Fiscalité locale : le Cameroun recentralise la collecte des impôts
Le gouvernement camerounais a décidé de supprimer la prérogative des communes en matière de perception des impôts et taxes locaux. Désormais, cette mission revient à la Direction générale des impôts. Officiellement, l’objectif est de lutter contre les fraudes et les irrégularités.
Qualifiée de rationalisation fiscale, cette décision traduit une recentralisation des finances locales, en contradiction apparente avec le discours officiel sur la décentralisation.
Dans l’Est du pays, les communes de Doumaintang et Betaré-Oya illustrent bien les besoins criants des populations : routes en mauvais état, enclavement des villages et insuffisance d’infrastructures publiques.
Officiellement, mettre fin aux dérives
À Doumaintang, le maire Honoré Koumé voit dans cette réforme une opportunité pour rétablir l’ordre.
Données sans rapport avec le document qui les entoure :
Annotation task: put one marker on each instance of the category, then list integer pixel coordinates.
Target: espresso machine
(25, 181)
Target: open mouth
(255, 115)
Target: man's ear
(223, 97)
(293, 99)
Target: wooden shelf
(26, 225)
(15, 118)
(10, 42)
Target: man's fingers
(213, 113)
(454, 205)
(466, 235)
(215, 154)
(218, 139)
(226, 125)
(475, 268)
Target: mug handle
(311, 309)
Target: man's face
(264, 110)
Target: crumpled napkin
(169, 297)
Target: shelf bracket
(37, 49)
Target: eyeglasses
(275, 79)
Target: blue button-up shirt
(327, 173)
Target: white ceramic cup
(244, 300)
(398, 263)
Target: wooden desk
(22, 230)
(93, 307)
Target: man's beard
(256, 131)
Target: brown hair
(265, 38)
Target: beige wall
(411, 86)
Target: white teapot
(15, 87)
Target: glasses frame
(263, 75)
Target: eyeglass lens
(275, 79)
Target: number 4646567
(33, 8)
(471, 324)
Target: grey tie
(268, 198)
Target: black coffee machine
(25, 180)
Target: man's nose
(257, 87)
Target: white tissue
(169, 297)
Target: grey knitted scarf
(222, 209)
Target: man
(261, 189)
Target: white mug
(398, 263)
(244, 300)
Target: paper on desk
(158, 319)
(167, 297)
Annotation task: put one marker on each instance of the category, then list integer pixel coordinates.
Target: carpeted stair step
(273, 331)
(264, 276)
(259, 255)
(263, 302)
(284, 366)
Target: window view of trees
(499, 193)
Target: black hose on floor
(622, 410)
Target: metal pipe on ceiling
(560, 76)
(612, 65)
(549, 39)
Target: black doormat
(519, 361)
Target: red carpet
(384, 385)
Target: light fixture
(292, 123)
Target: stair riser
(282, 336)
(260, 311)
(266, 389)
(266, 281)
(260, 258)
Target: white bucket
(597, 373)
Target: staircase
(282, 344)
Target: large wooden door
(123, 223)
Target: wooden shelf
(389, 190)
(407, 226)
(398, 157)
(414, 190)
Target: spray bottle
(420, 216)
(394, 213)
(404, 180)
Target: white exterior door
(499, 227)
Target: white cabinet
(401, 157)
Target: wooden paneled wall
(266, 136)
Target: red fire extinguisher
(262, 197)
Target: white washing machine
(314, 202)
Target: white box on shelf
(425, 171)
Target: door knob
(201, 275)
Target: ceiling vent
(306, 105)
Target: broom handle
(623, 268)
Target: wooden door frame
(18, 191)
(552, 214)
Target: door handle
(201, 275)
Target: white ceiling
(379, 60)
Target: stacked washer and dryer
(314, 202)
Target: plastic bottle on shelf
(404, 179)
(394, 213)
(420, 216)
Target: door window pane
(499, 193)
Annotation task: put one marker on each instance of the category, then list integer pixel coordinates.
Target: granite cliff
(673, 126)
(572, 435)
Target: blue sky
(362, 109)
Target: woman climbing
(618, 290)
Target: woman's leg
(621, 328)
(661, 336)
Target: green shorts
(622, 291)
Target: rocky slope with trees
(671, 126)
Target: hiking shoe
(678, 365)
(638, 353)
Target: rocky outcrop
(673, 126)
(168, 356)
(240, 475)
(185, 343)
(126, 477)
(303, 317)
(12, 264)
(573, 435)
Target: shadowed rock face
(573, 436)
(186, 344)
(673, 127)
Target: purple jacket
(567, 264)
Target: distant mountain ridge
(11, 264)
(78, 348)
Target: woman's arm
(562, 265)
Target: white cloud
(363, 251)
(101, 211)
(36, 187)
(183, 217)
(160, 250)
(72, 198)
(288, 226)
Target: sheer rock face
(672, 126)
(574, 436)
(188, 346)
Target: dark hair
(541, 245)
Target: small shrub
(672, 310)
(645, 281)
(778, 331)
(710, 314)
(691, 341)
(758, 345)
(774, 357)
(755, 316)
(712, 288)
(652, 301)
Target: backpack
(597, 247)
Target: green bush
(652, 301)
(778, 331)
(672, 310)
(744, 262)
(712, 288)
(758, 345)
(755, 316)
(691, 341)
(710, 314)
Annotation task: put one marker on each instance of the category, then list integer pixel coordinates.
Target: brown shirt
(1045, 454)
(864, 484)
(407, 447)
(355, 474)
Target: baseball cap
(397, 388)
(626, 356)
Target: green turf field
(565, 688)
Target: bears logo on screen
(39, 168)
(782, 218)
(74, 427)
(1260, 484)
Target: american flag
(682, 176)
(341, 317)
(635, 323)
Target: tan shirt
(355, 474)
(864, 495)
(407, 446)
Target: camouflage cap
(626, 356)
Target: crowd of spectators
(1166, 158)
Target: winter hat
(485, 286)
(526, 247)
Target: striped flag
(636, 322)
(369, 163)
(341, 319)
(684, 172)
Selon lui, la collecte locale de l’impôt souffrait de nombreuses dérives.
« Personne ne conteste que la multiplication des comportements déviants parmi les agents de collecte et la méconnaissance des procédures ont conduit à un taux très élevé d’évasion fiscale, explique-t-il. Les conflits fréquents entre agents communaux et commerçants, ou avec les motos-taxis, témoignent de cette difficulté à maîtriser la matière fiscale. »
Honoré Koumé estime que la Direction générale des impôts dispose des moyens logistiques, de la formation et de l’expertise requises pour assurer une perception efficace.
À Betaré-Oya, le maire Nicolas Baba exprime des doutes. Selon lui, la décentralisation doit se concrétiser à partir de la base.
Un frein pour le développement local ?
Cette recentralisation pourrait priver les communes d’une source de revenus essentielle et donc freiner le développement local.
« Nous sommes très loin de réaliser les projets promis à nos populations, déplore Nicolas Baba. On nous a parlé de décentralisation, d’une dynamique nouvelle à la base. Faut-il désormais tout remettre dans les tiroirs en attendant que les choses s’éclaircissent ? »
Cette mesure répond aussi à la volonté de l’État de mieux encadrer la gestion des finances locales. Plusieurs municipalités, comme Nkongsamba, ont récemment été entachées par des scandales de détournements, de mauvaise gouvernance et d’irrégularités budgétaires.
Les mois à venir seront décisifs pour évaluer l’impact de cette réforme sur les 360 communes camerounaises et leur capacité à satisfaire les besoins de leurs administrés.